One of the few animals found on a farm or in a home that is truly free range - as in able to go as far as they wish for as long as they like is the outdoor cat.  It seems I rarely hear about someone having trouble with a neighbors cat.  Maybe because when it comes to strangers they seem to be only seen occasionally.


----------



## ldawntaylor (Jun 18, 2016)

Yes, I know, most of my edits are spelling or adding a word or phrase that got missed.  The post above being an example....

I was thinking about e. coli again as well as staph (I forget the proper name there).  What I was thinking is that both of these troublesome germs are actually beneficial in their proper place and proper numbers.

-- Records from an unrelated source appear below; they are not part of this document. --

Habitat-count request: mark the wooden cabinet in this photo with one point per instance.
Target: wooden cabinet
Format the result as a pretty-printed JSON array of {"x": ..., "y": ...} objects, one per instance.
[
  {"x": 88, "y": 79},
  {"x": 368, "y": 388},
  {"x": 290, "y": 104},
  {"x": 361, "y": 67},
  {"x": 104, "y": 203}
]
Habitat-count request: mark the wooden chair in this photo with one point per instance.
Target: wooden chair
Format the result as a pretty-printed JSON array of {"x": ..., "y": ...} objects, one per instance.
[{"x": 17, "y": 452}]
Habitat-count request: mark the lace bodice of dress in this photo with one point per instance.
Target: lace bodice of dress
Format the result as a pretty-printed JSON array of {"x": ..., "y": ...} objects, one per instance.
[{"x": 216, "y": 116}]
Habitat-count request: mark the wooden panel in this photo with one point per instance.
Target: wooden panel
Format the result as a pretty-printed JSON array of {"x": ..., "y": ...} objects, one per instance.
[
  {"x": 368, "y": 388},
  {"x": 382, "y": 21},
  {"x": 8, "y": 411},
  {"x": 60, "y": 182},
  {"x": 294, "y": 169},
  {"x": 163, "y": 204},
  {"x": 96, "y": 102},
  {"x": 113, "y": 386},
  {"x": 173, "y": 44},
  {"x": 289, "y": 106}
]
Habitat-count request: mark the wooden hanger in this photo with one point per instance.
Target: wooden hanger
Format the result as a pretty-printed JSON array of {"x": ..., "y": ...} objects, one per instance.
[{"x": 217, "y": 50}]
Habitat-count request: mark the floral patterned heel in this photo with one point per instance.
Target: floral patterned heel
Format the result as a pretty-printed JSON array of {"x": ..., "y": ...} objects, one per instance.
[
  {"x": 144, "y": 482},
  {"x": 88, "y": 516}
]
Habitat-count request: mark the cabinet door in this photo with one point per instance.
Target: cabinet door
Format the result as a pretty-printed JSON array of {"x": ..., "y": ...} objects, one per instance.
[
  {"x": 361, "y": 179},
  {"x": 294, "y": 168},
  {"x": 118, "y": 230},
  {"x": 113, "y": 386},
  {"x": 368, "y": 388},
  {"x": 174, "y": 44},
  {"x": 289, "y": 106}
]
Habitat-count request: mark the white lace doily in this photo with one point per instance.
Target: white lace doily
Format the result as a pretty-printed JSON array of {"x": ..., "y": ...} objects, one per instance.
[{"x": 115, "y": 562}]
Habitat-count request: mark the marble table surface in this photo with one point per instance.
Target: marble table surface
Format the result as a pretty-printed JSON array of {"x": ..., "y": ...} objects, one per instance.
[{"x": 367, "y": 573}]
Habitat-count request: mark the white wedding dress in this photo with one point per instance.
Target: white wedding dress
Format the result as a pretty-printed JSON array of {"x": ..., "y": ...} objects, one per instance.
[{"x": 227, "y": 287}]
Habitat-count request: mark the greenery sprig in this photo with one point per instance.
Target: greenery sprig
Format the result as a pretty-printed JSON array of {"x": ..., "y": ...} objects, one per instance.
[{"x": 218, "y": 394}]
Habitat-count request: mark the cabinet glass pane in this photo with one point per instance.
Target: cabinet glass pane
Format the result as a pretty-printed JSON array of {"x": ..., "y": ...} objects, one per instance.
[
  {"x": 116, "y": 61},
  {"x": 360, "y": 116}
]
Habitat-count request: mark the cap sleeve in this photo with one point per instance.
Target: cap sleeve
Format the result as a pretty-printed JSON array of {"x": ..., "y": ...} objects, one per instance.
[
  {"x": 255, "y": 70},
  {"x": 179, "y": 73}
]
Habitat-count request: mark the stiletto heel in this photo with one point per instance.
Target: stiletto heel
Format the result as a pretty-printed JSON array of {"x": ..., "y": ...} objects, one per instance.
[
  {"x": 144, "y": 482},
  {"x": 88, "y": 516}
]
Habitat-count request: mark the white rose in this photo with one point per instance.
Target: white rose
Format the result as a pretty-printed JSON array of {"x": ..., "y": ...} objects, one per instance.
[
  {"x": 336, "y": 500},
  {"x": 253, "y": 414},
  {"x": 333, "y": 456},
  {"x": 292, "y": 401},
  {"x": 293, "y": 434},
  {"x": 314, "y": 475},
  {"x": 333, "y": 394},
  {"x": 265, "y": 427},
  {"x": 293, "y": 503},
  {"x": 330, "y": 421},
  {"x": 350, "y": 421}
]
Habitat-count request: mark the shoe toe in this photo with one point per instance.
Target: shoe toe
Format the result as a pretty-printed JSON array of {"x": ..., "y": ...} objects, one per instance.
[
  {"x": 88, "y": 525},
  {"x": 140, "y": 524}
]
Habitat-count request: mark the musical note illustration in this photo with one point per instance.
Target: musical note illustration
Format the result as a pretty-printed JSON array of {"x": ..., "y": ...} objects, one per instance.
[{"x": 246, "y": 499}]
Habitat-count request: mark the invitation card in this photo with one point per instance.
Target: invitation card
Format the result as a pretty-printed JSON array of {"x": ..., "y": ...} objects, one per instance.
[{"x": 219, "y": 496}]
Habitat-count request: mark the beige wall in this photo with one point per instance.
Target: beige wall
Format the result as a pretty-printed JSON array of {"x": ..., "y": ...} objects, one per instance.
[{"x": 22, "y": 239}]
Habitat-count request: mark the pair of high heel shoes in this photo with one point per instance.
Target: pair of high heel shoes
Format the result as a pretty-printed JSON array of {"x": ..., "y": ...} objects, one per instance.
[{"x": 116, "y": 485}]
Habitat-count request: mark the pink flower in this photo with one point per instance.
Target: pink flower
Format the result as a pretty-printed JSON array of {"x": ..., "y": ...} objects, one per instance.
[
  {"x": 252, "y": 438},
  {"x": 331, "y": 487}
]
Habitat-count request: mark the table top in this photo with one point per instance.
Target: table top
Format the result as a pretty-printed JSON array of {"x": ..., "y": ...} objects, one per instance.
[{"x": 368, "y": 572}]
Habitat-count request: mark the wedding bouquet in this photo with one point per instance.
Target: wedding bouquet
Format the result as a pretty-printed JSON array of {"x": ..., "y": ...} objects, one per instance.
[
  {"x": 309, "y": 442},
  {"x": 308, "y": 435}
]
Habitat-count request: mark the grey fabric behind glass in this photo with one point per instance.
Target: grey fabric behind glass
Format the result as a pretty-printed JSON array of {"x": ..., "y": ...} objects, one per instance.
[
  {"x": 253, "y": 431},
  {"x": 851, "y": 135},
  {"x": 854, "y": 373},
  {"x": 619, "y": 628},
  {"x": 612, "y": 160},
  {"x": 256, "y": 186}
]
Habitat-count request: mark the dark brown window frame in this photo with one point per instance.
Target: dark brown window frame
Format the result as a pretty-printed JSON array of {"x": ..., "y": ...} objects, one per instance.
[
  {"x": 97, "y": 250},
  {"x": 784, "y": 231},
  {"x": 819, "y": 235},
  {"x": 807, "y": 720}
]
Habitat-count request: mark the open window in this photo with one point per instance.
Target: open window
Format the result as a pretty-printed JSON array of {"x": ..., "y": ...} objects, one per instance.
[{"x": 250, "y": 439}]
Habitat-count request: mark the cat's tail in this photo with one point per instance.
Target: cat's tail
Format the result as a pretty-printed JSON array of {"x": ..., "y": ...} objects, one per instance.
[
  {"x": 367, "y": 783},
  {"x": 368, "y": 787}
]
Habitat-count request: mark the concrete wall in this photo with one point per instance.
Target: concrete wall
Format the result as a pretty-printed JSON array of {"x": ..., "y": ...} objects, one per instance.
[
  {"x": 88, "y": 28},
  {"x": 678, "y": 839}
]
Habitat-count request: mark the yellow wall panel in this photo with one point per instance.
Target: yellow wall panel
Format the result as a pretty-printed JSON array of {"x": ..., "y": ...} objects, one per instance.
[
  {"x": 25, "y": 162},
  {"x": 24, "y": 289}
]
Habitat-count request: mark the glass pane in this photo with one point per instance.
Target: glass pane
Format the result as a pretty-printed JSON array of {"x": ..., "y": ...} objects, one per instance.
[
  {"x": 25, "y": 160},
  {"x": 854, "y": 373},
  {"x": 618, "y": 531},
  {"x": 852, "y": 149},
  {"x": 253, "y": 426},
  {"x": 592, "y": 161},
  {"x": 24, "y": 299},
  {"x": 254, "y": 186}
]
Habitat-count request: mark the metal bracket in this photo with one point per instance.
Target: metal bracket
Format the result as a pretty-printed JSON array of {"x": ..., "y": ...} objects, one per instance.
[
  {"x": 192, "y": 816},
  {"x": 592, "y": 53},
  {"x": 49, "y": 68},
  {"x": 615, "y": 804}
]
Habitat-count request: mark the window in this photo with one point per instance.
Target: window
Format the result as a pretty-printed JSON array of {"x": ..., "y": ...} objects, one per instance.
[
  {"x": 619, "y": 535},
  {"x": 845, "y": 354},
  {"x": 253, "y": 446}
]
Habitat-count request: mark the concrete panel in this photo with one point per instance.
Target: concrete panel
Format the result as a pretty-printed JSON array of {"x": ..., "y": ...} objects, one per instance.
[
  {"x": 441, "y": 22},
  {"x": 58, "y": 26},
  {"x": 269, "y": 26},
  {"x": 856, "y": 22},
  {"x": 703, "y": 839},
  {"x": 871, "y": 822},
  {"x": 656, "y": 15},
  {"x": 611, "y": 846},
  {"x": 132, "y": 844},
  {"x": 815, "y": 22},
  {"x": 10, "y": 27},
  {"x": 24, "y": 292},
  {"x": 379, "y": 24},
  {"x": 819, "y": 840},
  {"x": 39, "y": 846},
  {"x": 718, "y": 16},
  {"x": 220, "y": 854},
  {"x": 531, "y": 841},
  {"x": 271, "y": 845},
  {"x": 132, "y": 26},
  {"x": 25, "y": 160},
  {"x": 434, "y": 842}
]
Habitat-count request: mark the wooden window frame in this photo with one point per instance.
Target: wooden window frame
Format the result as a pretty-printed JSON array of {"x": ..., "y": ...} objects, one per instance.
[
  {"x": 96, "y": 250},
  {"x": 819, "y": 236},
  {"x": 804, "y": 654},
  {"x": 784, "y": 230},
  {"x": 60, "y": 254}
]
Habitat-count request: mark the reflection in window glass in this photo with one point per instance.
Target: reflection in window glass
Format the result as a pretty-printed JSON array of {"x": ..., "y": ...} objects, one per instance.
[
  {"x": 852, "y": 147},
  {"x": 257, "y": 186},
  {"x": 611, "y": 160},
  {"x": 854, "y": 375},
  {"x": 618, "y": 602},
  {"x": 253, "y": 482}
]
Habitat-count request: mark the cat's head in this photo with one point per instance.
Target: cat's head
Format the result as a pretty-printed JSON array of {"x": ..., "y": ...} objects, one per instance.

I will try to explain about staph first.  Yes, it can be a major problem where I work.  Mostly because caregivers don't wash up properly at times.  And staph/mrsa can cause infections in cuts on one's own hands.  But, it does serve a purpose.  It is part of that first line of defense we have.  When we shake hands with someone - for example - some of their staph transfers to us and some of ours transfers to them.  The remaining staph on a person's hands recognize the staph from the other as being foreign and tries to isolate it.  With the result of the person being protected from that staph getting into cuts, etc and causing an infection.  But, it does have its proper place....

I remember an article a few years ago about how some strains of e. coli feed on milk rather than other substances.  The following test was to see if a lactose intolerant person had that particular strain of e. coli or not.  With multiple tests of various subjects this scientist proposed the theory that lactose intolerance has a direct corolation to the amount of e. coli that person has.  But, in other parts of the body or too great a quantity it does cause problems.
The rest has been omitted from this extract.